Last chance to film yourself doing a ByteDance, in the US and abroad

The White House has ordered all federal government employees to delete TikTok from work devices, over fears the video-sharing app could be used to spy on Americans. 

According to Reuters reports, Federal staff were told to remove TikTok from their work phones, laptops, and computers within 30 days in a memo sent by Shalanda Young, director of the Office of Management and Budget – an agency in charge of overseeing agency policies and the federal budget. 

The memo also said agencies must root out IT government contractors that use TikTok within 90 days – and it will start forcing these companies to drop the video-sharing app in 120 days, or else. 

The ban comes after Congress voted to prohibit federal employees from using the video-sharing app on government devices because of national security concerns last year in December. TikTok has been downloaded by billions of people around the world, and is particularly popular among young people – but the US government believes that data could be shared with the Chinese government.

Senator Marco Rubio (R-FL) and representatives Mike Gallagher (R-WI), and Raja Krishnamoorthi (D-IL) introduced a bill urging the US government to block the app in America. Other leading figures, including the FBI director Chris Wray, claimed ByteDance – the app's owner – could use TikTok to manipulate, influence, and surveil Americans on behalf of the Chinese government. 
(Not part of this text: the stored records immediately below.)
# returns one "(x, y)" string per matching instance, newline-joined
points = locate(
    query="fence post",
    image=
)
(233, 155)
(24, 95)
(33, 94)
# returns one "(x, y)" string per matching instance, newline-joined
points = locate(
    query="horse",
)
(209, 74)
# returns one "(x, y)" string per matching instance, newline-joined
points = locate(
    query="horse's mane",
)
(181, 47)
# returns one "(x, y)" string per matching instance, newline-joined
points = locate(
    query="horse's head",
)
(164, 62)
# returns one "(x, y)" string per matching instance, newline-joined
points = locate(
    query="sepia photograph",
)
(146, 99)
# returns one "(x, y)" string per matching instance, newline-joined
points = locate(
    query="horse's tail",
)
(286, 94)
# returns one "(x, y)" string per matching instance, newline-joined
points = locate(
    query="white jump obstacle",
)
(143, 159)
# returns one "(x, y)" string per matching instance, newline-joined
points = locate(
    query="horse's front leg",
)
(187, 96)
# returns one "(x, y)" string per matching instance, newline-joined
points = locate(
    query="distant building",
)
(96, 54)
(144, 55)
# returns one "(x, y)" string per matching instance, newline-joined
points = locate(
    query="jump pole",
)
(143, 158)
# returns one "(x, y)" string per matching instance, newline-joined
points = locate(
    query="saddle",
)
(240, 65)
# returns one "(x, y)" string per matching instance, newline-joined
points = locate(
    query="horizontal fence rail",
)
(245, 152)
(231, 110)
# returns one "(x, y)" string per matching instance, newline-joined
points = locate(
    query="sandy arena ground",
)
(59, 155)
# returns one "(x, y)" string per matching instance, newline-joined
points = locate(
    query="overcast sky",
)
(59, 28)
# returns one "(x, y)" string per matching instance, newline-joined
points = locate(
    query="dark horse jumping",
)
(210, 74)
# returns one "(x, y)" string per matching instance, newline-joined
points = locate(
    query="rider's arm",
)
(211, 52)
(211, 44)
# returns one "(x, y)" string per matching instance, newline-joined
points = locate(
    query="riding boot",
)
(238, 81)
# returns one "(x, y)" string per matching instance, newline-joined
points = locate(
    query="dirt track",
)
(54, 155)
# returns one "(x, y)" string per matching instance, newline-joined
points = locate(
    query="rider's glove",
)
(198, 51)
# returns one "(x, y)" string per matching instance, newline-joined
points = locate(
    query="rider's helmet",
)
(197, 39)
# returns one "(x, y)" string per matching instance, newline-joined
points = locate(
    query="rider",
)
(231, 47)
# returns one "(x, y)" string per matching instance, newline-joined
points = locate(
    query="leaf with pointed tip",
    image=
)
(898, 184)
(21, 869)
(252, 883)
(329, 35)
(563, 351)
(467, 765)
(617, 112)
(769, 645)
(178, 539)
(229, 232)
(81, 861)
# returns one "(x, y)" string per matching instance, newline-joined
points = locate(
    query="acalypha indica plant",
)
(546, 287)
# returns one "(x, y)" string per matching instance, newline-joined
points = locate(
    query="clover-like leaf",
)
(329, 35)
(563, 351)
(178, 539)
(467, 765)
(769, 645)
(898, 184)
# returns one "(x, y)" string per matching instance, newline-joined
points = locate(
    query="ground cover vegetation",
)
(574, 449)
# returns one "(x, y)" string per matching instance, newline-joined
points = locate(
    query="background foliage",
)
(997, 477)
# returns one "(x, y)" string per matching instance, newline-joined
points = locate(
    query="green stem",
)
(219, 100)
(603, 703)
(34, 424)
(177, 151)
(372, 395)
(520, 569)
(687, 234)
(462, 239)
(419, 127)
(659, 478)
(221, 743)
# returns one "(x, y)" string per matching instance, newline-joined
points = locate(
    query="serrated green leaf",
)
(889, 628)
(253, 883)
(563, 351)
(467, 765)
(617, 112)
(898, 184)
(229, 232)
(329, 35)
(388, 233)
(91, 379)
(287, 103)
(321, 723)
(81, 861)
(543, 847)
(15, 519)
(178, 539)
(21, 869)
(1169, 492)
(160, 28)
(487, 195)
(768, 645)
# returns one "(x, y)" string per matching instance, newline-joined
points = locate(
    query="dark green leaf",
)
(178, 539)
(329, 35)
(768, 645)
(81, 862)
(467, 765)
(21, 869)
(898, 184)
Several US government agencies, including the White House, Department of Defense, Department of Homeland Security, and the State Department, have already banned staff from accessing TikTok using government devices. 

Elsewhere, Canada and the European Parliament have also required government employees to remove TikTok from their work phones and devices, citing privacy and security risks. The move comes after the European Commission barred staff from using the video-sharing app last week. 

The latest bans regulating the use of TikTok are the strongest actions taken by Western governments around the world yet, and come just before countries assess whether to ban the app outright.

The House Foreign Affairs Committee is set to vote on whether TikTok should be banned from all US devices. Committee chair, representative Mike McCaul (R-TX) said: "My bill empowers the administration to ban TikTok or any software applications that threaten US national security. Anyone with TikTok downloaded on their device has given the Chinese Communist Party a backdoor to all their personal information. It's a spy balloon into your phone."

Meanwhile, Canada's privacy regulator has launched its own investigation into TikTok, to examine whether it complies with the country's privacy laws. Companies are required to obtain consent to collect user data, and to be transparent about how it's being stored and used. 

The American Civil Liberties Union, however, expressed its fear that a blanket ban on the video-sharing app in the US would "violate the First Amendment rights of millions of Americans who use the app to communicate and express themselves daily."